To deal with that, we could first increase the brightness: The bgr image (opencv default image channel) is first converted to hsv color space, then we could increase the v (value) channel then convert back to bgr to increase the brightness: brighter group photo

Then we need to turn the image to grayscale, grayscale is required for a majority of openCV operations.

Now we can see the noises in the background and the points would look disconnected. There is a built in function called Canny in openCV which is an edge detection algorithm based on change in contrast. If we just use Canny: brighter group photo Well, it doesn't look so right, does it?
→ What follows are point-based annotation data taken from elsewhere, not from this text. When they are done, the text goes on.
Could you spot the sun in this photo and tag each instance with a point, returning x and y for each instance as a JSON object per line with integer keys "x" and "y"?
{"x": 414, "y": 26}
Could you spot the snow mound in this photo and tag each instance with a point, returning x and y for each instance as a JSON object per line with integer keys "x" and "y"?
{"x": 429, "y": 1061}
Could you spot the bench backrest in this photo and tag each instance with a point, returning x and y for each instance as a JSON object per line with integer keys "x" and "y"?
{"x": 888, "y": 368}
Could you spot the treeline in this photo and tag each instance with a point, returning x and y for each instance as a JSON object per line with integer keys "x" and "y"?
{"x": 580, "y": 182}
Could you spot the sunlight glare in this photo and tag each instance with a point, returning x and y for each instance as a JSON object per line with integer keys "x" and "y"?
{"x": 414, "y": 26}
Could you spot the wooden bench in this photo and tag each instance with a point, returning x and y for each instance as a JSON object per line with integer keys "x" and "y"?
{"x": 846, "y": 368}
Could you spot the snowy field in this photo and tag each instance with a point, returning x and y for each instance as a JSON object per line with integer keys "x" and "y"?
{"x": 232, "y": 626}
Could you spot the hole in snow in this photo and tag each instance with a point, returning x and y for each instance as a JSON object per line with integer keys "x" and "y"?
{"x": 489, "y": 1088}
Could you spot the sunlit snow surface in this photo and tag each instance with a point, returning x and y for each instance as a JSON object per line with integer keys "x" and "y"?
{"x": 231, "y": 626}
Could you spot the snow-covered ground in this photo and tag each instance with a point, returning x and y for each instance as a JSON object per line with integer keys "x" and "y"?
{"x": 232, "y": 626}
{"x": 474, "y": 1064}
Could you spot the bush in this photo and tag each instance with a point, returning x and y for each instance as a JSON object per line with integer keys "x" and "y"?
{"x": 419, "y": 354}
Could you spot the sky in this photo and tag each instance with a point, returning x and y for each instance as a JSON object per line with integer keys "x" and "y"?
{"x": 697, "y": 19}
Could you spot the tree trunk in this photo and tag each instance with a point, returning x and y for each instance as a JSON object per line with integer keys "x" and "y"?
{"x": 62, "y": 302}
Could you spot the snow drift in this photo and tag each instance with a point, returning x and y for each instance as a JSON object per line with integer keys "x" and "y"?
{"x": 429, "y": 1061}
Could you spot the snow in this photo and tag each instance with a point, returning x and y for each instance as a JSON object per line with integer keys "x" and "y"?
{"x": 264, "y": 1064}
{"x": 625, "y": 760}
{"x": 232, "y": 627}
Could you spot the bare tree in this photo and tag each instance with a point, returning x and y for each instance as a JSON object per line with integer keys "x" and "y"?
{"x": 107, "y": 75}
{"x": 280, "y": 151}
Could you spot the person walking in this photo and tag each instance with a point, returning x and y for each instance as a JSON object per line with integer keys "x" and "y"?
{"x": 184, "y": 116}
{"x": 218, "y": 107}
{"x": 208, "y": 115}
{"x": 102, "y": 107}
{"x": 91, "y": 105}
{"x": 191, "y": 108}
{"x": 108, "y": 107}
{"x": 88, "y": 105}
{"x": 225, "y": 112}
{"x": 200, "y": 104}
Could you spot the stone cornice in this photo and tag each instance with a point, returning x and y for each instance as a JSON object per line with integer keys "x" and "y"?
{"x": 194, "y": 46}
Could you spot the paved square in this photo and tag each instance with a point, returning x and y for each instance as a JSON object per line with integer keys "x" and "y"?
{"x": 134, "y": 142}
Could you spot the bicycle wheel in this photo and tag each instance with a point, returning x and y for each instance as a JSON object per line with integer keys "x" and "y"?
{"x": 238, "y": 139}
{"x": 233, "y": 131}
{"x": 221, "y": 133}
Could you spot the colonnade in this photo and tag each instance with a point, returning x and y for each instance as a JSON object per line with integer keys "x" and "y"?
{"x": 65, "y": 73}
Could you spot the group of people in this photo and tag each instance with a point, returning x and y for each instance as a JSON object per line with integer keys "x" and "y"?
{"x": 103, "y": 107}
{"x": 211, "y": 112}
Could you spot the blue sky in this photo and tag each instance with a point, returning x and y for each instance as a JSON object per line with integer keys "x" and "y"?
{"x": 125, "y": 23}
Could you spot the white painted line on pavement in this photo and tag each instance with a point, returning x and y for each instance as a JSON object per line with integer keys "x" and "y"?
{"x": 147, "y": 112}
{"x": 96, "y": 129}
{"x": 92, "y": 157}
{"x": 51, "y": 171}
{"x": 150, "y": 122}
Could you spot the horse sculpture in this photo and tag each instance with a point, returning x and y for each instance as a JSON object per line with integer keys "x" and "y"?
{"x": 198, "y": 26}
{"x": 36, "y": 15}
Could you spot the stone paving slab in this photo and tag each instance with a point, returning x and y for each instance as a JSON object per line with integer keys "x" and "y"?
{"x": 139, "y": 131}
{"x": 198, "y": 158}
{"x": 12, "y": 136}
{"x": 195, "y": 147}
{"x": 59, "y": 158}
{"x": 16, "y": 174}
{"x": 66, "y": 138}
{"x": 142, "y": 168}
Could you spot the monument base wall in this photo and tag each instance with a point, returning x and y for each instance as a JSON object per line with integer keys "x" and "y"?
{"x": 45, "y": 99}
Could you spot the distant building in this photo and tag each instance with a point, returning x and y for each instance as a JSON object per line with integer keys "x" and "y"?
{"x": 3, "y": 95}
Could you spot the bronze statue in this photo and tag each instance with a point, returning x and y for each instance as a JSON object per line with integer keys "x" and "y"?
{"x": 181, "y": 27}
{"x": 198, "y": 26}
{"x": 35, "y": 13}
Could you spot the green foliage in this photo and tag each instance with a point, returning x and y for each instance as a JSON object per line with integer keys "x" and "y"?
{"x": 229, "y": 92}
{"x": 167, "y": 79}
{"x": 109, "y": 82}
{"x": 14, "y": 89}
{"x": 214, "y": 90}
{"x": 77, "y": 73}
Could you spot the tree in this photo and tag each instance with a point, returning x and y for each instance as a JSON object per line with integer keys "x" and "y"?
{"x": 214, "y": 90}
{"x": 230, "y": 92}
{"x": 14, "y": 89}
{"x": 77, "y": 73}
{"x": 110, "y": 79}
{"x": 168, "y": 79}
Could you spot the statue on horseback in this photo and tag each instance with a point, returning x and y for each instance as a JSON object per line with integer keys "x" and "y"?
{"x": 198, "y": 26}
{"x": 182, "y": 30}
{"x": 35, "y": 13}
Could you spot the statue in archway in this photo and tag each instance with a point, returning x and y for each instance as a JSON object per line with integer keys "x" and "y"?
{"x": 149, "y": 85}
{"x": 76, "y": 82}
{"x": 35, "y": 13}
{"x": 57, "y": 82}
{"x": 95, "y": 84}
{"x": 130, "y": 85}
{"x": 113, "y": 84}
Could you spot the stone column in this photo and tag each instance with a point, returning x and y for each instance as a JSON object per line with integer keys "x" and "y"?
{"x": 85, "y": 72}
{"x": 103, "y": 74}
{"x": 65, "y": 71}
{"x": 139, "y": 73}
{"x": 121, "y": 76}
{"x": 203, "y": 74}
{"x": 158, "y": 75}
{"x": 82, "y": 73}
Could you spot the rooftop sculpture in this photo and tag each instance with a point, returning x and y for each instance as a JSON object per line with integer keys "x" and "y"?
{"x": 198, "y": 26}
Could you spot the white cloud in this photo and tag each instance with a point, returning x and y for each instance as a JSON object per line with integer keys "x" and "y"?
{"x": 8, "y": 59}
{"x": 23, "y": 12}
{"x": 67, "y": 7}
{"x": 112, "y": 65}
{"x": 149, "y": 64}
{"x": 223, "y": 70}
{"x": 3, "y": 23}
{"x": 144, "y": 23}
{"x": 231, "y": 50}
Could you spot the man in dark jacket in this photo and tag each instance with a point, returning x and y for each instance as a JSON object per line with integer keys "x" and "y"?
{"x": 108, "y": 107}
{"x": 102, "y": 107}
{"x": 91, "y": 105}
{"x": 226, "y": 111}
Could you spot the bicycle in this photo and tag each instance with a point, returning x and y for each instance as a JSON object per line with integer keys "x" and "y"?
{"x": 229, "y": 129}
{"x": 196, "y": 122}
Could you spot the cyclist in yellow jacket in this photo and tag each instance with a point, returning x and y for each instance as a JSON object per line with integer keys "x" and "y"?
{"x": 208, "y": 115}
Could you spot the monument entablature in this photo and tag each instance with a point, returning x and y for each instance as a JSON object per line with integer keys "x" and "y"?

So we continue with our customized edge detection process:

  • First we need to dilate the image: Dilation is a morphological transformation used to increase the size or thickness of the foreground object in an image. In most cases, dilation is used to connect two broken objects of an image. Which is just the use case in our case if we look at the edges from Canny.
  • We save the difference between dilated and the original gray image – we only save what’s in the front.
  • Then we need to deal with the noisy background! We could apply a gaussian filter where it blurs the image and therefore make the difference due to lighting innoticable and not detected.
  • Next we could find the difference between the product of blurring and the dilated image.
  • Finally we normalize the image to increase the contrast of the output edge image:
  • brighter group photo
It looks so much better now! We could also explore with different openCV functions and its parameters (like kernel sizes) in the jupyter notebook.

Edges to G-code

Now we have the binary image which contains the edges, how can we convert lines to motor movements?

  • We first need to convert the binary image into a list of pixel coordinates in x and y. This can be achieved by numpy.where, because a binary image is a matrix of x * y where mat[x][y] represents if pixel point (x,y) is black or white.
  • Once we have all the coordinates that should be drawn, we scale them so that the image does not exceed the boundary of the drawing bot. We find the largest difference in x and y and choose one axis as boundary to be scaled (depends on how we could keep the most of our image)
  • Then we group all the coordinates into groups of lines where all the coordinates in one list would be on the same line/ curve. This is done by setting arbitrary thresholds: if 2 points are 10 units apart in both axises, they do not belong to the same line.
  • Next we find the bezier curve for each of the line, because the parsing SVG to G-code functions take straight lines and bezier curves. This is done by a series of line fitting and transformation functions (math).
  • Now we could save the commands in a file to be converted to G-code!